Also there are a lot of different ways to examine the maps in the above code and I would encourage people that are curious to do things like print out the values of the map and then the key to value mappings (you may be surprised by the results you get). Do things like play with changing the different "unique" keys (i.e. k0, k1, and k2), try changing the single key k. You could also see how even the secondProblemFixed isn't actually fixed because you could also gain access to the keys (for instance via Map::keySet) and modify them.

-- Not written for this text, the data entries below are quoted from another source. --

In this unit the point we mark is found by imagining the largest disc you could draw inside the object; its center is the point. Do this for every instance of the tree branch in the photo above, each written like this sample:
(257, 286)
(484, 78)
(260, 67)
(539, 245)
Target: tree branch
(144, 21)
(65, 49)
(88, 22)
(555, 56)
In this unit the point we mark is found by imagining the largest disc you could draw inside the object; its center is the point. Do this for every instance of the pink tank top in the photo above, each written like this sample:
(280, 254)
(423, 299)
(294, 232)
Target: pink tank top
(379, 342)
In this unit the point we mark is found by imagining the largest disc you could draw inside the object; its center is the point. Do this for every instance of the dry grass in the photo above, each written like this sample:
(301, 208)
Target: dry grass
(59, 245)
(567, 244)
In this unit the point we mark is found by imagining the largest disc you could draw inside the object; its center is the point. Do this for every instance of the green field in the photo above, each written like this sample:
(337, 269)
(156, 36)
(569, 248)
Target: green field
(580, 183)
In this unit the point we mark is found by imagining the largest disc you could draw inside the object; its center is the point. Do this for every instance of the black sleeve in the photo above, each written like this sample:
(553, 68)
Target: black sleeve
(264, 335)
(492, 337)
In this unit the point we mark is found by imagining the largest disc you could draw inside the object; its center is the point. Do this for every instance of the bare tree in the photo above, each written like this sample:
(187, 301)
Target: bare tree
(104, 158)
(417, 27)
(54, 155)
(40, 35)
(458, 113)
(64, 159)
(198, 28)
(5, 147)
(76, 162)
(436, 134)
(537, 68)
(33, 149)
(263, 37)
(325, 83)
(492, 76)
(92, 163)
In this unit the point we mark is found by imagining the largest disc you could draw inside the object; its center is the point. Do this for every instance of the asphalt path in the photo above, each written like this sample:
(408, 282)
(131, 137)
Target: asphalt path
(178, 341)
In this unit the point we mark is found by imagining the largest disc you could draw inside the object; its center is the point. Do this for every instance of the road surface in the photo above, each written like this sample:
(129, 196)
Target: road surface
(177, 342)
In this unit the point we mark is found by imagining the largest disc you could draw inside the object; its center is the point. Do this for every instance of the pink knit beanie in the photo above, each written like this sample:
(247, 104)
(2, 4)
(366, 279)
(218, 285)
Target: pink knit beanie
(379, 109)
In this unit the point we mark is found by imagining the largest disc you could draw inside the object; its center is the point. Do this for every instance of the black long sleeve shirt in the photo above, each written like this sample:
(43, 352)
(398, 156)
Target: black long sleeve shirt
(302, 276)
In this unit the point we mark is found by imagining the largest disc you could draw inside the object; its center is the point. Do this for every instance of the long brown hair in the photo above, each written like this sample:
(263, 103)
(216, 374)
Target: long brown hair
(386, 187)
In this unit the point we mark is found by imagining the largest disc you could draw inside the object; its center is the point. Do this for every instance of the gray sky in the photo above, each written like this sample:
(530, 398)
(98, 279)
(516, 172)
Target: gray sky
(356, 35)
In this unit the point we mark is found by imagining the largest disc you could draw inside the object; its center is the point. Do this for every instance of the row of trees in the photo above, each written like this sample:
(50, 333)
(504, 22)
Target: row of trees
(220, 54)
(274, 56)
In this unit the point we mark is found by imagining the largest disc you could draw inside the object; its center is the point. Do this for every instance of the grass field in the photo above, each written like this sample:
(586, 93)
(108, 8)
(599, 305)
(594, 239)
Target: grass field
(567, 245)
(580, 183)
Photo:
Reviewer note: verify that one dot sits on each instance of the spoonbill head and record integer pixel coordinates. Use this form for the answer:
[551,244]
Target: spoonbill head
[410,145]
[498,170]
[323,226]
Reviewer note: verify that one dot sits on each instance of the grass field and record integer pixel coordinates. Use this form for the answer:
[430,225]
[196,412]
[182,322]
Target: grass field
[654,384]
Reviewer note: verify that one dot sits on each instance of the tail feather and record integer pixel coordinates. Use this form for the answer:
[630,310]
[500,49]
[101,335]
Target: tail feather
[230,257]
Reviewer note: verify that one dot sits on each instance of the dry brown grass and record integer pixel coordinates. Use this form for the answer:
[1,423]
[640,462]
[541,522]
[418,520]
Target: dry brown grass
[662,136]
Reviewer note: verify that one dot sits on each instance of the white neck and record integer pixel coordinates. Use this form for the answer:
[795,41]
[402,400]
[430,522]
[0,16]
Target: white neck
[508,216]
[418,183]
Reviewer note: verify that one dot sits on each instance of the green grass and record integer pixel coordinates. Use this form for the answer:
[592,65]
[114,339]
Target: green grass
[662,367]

I won't repeat what others have said. Yes, it's inadvisable. But in my opinion, it's not overly obvious where the documentation states this.
You can find it on the JavaDoc for the Map interface:
Note: great care must be exercised if mutable objects are used as map
keys. The behavior of a map is not specified if the value of an object
is changed in a manner that affects equals comparisons while the
object is a key in the map
Behaviour of a Map is not specified if value of an object is changed in a manner that affects equals comparision while object(Mutable) is a key. Even for Set also using mutable object as key is not a good idea.
Lets see a example here :
public class MapKeyShouldntBeMutable {
/**
* #param args
*/
public static void main(String[] args) {
// TODO Auto-generated method stub
Map<Employee,Integer> map=new HashMap<Employee,Integer>();
Employee e=new Employee();
Employee e1=new Employee();
Employee e2=new Employee();
Employee e3=new Employee();
Employee e4=new Employee();
e.setName("one");
e1.setName("one");
e2.setName("three");
e3.setName("four");
e4.setName("five");
map.put(e, 24);
map.put(e1, 25);
map.put(e2, 26);
map.put(e3, 27);
map.put(e4, 28);
e2.setName("one");
System.out.println(" is e equals e1 "+e.equals(e1));
System.out.println(map);
for(Employee s:map.keySet())
{
System.out.println("key : "+s.getName()+":value : "+map.get(s));
}
}
}
class Employee{
String name;
public String getName() {
return name;
}
public void setName(String name) {
this.name = name;
}
#Override
public boolean equals(Object o){
Employee e=(Employee)o;
if(this.name.equalsIgnoreCase(e.getName()))
{
return true;
}
return false;
}
public int hashCode() {
int sum=0;
if(this.name!=null)
{
for(int i=0;i<this.name.toCharArray().length;i++)
{
sum=sum+(int)this.name.toCharArray()[i];
}
/*System.out.println("name :"+this.name+" code : "+sum);*/
}
return sum;
}
}
Here we are trying to add mutable object "Employee" to a map. It will work good if all keys added are distinct.Here I have overridden equals and hashcode for employee class.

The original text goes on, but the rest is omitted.